I am trying to clean my data to do some analysis. My data (.csv
) are outputs of some experiment, so same format or words repeated in each column. I add an image of my original data. In each of my four columns I have::
df = pd.DataFrame({'rev45s':['Area is 389.62 km^2','aspArea is 76.61 km^2','asp_Ave_slip is 1.59 m','Mw is 5.5'],
'rev45':['Area is 589.32 km^2','aspArea is 66.65 km^2','asp_Ave_slip is 3.69 m','Mw is 6.1'],
'SS45':['Area is 319.62 km^2','aspArea is 61.71 km^2','asp_Ave_slip is 3.09 m','Mw is 6.8'],
'SS45s':['Area is 489.52 km^2','aspArea is 54.61 km^2','asp_Ave_slip is 1.44 m','Mw is 9.5']})

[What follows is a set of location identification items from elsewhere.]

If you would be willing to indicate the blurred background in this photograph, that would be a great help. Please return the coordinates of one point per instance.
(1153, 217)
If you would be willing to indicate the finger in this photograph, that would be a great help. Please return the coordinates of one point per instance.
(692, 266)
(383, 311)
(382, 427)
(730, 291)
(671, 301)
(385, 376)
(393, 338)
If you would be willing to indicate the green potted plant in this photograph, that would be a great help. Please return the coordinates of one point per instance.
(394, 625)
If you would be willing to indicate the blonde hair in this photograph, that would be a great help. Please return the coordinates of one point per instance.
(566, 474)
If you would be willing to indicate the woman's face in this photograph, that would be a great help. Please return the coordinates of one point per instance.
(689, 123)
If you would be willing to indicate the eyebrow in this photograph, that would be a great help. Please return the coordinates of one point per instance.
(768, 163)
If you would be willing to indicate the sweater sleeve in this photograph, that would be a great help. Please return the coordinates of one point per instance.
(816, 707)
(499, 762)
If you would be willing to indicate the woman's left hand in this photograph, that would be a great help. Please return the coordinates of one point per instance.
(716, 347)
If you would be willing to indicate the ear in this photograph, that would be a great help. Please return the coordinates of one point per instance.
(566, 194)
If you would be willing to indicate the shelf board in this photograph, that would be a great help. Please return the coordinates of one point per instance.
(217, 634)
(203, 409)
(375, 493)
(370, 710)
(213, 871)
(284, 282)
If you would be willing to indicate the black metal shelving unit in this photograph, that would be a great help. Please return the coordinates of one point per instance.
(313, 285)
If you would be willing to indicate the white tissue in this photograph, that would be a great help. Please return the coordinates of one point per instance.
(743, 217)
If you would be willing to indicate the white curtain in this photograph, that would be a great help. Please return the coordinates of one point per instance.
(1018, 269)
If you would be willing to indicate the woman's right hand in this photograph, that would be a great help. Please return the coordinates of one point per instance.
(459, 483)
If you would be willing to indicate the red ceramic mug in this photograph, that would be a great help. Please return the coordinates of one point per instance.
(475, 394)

I need to make a new Dataframe
with
first column as "parameter"=(Area, aspArea, asp_Ave_slip, Mw )
second to forth columns as
"rev45s_value","rev45_value","SS45_value","SS45s_value" and thefifth column as "unit"=(km^2, km^2, m, -)
I tried some code like:
df['rev45s']=df['rev45s'].apply(lambda x: pd.Series(x.split()))
and
df['rev45s']=df['rev45s'].str.split(' ')
but they didn't work. How can I clean this DataFrame?